Honoring the clients’ request for something glamorous but low-key, the designer and his crew employed cerused oak for doors and baseboards, Venetian plaster for walls, platinum leaf for ceiling coves, and a multitude of burnished stones. “I’ve never had a client interested in investing in this level of materiality,” remarks Rockwell, who adds that “we didn’t want anything on the ceiling or walls that would create a reflection on the windows and stop you from seeing the surroundings.” At night the rooms are gently illuminated by extraordinary light fixture—notably a massive piece in the dining room specially crafted using thousands of Swarovski crystals—imbuing the apartment with a distinctly dreamy glow.

In the master bedroom foyer, a Cindy Sherman photograph from 1993 hangs above an iron-and-glass cabinet.

Gray river stone lines the husband’s bath; the sink fittings are by Dornbracht.

Working with the clients’ impressive collection of modern and contemporary art, including large-scale pieces by Helen Frankenthaler, Anish Kapoor, Joan Mitchell, and Louise Nevelson, Rockwell and his team elected to play with a predominantly neutral color palette and low-slung furniture, much of it custom made. This approach is especially striking in the living room and adjacent bar area, where understated seating—clean modern lines, frames of bleached shagreen or cerused oak, and pale upholstery—allows the art and the city views to take center stage. Not that Rockwell is opposed to a judiciously deployed exclamation point or two, which here come mostly in shades of gold and bronze.

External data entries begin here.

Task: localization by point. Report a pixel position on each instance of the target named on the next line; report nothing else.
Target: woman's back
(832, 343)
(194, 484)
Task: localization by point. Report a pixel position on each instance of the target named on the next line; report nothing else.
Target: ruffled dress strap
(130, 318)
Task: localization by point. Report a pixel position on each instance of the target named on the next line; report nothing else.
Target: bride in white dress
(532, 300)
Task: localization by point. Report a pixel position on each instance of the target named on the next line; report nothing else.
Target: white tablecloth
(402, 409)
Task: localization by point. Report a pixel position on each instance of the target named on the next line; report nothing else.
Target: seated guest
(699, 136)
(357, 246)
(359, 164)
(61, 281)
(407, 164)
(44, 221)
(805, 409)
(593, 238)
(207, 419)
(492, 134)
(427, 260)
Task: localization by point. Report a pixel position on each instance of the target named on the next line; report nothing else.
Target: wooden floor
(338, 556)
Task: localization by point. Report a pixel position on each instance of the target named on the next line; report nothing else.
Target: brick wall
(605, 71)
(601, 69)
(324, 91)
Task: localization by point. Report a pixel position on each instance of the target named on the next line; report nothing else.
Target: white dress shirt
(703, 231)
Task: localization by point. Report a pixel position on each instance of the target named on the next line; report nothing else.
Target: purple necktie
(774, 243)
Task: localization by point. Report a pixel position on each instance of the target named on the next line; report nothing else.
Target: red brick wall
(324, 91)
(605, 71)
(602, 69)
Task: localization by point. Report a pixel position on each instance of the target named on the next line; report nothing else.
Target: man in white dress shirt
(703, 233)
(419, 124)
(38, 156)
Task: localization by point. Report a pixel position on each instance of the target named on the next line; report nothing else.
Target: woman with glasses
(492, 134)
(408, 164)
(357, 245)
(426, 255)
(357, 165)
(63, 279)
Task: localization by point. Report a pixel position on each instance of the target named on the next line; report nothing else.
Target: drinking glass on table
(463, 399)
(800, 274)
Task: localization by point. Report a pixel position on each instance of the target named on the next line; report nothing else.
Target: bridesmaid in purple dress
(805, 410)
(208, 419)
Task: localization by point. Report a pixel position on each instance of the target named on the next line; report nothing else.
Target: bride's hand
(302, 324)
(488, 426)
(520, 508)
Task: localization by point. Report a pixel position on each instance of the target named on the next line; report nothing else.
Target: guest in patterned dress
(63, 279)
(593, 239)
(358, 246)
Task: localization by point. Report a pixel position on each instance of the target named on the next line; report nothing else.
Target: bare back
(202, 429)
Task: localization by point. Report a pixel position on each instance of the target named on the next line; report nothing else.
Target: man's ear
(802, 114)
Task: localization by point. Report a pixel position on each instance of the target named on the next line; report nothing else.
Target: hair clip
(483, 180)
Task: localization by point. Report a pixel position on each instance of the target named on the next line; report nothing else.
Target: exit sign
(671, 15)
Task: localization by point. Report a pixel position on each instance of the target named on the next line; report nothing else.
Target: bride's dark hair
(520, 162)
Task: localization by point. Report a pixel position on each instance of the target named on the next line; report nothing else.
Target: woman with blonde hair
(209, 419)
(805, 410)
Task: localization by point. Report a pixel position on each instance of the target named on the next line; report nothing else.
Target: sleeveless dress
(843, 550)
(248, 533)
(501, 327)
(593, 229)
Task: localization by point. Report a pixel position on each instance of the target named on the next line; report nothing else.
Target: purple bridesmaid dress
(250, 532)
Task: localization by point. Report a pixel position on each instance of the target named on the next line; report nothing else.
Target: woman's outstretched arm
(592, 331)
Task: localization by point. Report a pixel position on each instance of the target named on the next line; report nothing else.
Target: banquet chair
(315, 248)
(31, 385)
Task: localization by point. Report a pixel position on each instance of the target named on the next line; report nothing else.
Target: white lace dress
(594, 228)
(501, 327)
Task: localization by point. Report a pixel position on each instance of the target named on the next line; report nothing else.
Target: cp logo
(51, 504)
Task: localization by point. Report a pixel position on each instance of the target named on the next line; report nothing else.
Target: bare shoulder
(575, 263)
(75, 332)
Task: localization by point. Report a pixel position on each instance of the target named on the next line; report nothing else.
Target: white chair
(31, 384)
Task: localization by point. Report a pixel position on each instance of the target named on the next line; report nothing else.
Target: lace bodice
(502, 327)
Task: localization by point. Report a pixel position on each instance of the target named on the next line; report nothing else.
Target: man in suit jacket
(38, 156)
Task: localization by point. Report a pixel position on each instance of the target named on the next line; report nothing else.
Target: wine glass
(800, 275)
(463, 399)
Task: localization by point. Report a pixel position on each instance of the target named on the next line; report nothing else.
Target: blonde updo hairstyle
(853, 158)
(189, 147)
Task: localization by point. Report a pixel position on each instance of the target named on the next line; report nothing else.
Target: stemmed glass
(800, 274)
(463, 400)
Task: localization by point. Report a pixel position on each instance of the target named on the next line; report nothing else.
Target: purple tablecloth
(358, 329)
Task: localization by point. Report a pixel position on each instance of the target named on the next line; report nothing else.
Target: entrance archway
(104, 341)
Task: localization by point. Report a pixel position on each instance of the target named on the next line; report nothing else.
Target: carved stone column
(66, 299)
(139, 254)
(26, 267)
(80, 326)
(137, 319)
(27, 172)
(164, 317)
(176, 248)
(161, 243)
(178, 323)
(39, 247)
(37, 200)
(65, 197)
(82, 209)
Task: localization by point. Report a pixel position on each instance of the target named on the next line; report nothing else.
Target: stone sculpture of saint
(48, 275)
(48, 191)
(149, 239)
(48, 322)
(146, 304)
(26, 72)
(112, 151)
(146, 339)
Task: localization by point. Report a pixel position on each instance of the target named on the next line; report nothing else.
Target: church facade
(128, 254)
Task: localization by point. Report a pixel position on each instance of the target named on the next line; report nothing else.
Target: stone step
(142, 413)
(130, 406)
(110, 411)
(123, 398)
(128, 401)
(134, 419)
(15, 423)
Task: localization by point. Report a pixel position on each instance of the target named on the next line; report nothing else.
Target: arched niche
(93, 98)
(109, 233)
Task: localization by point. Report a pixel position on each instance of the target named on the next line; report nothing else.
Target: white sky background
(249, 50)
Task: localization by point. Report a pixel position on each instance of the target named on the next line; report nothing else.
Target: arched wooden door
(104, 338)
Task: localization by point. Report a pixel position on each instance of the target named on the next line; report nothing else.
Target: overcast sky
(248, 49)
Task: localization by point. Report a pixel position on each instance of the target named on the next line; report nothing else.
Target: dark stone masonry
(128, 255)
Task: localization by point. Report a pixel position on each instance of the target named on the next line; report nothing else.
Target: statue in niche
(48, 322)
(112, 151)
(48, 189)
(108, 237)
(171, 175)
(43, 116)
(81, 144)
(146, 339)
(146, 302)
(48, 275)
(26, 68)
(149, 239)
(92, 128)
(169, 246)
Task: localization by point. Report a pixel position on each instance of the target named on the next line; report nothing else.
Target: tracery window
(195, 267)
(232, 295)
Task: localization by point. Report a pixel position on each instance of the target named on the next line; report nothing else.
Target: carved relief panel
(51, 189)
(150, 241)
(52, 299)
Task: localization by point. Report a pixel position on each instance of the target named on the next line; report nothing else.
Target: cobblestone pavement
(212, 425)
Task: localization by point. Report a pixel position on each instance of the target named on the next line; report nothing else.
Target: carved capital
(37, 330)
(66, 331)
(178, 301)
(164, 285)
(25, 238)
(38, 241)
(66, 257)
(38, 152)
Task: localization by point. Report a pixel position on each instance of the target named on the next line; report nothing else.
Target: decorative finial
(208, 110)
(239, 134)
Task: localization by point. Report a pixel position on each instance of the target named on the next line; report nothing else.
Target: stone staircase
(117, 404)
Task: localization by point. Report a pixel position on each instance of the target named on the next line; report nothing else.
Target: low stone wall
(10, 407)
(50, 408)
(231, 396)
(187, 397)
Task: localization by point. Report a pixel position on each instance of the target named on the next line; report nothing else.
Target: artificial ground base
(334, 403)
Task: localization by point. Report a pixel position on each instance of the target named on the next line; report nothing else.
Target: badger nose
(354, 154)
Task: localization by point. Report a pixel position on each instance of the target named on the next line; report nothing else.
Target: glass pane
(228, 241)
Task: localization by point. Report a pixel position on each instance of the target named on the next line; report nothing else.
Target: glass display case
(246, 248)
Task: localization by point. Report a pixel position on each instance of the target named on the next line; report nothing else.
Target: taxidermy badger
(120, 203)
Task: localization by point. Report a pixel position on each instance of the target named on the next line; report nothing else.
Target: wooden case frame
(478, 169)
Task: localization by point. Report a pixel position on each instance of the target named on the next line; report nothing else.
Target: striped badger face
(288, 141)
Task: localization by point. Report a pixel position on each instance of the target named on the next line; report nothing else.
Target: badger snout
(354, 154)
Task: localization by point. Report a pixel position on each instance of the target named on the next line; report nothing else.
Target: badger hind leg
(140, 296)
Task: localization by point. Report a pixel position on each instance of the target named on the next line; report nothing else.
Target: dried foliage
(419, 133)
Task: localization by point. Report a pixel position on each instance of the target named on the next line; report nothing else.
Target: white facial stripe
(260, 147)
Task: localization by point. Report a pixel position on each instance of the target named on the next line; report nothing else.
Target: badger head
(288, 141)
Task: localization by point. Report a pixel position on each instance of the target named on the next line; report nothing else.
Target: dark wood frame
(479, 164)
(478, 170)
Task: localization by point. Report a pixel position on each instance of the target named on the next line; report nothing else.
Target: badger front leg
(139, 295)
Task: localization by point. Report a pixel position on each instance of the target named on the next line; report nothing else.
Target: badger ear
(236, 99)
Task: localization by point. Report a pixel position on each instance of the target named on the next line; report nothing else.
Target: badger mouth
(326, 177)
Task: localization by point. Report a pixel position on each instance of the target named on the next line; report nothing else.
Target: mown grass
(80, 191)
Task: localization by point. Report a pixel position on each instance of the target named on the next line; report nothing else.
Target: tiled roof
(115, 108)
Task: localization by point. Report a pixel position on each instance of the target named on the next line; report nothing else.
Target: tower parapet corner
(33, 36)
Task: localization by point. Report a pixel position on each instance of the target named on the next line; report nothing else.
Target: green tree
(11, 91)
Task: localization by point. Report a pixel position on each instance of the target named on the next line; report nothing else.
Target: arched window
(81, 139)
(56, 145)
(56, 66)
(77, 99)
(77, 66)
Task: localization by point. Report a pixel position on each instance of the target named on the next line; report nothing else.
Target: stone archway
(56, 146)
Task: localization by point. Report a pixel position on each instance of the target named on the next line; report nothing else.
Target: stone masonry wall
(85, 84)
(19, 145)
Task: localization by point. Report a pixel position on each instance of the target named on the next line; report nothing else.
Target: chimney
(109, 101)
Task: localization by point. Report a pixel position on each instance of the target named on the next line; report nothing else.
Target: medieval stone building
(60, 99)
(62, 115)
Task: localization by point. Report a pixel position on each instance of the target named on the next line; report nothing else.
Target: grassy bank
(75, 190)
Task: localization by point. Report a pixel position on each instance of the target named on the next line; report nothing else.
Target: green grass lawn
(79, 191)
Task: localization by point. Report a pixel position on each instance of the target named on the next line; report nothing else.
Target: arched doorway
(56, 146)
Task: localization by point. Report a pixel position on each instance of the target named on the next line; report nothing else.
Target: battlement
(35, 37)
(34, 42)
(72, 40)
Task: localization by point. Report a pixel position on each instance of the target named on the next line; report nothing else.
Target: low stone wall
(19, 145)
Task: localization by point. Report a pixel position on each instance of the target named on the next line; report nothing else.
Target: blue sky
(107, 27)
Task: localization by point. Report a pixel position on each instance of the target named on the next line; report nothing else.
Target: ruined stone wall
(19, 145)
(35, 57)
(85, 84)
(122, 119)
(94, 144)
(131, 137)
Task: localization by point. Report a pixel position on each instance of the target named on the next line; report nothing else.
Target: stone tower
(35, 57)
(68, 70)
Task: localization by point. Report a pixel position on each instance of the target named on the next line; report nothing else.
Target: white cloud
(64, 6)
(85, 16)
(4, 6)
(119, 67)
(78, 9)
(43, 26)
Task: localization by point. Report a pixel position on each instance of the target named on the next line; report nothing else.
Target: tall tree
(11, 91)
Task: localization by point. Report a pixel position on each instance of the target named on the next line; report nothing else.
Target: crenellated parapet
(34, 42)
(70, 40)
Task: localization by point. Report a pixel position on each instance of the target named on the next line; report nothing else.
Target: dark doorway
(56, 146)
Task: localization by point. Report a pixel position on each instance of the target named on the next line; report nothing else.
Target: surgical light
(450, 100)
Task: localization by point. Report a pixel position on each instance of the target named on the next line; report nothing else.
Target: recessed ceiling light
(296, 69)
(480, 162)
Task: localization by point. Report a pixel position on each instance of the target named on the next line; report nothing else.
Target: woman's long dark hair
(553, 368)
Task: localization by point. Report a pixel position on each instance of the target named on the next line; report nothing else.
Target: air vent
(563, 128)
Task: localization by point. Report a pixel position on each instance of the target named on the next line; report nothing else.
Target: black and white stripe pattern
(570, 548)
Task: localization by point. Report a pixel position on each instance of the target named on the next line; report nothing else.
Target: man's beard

There’s a cast-bronze bar topped with white onyx, an enchanting curtain of gold-leafed glass orbs, and a bespoke bronze credenza with a muscularly rippled front, flanked by a pair of sculptural Claude Lalanne chairs in the same material. For the wife’s creamy white-marble bath, Rockwell persuaded her to sheathe the wall above the tub in gold mosaic tile, she recounts, by suggesting that each time she gazes into the mirror she’d “look like a Gustav Klimt painting.”

The walls and headboard in the master bedroom are paneled in parchment; the cerused-oak nightstands with crackled-mirror tops are custom designs, and the chair is upholstered in a Manuel Canovas fabric.

The kitchen, which has cerused-oak cabinetry and a nickel-tile backsplash, is outfitted with a Wolf range, hood, and ovens and an undercounter wine-storage unit by Sub-Zero.

The balancing act between serene and sensational is evident throughout the apartment. On the one hand, there’s the airy master bedroom, with its ivory parchment walls and elegantly streamlined 1930s-French-inspired sofa; on the other, the dining room’s stunning 15-foot-wide expanse of glass-enclosed wine storage—the bottles lit like priceless jewels. But then, dramatic contrasts are one of the pleasures of being perched this high above the city: At times you’re enveloped in a cloud, while at others, in the words of the wife, “it’s like looking out over a carnival.”

A wall in the wife’s bath is embellished with gold-leafed glass-mosaic tile, and the tub features Dornbracht fittings.

Polished-nickel tiles sheathe a powder room, which is crowned by a ’60s Hans Harald Rath chandelier based on the iconic Sputnik-inspired fixtures he created for New York’s Metropolitan Opera House.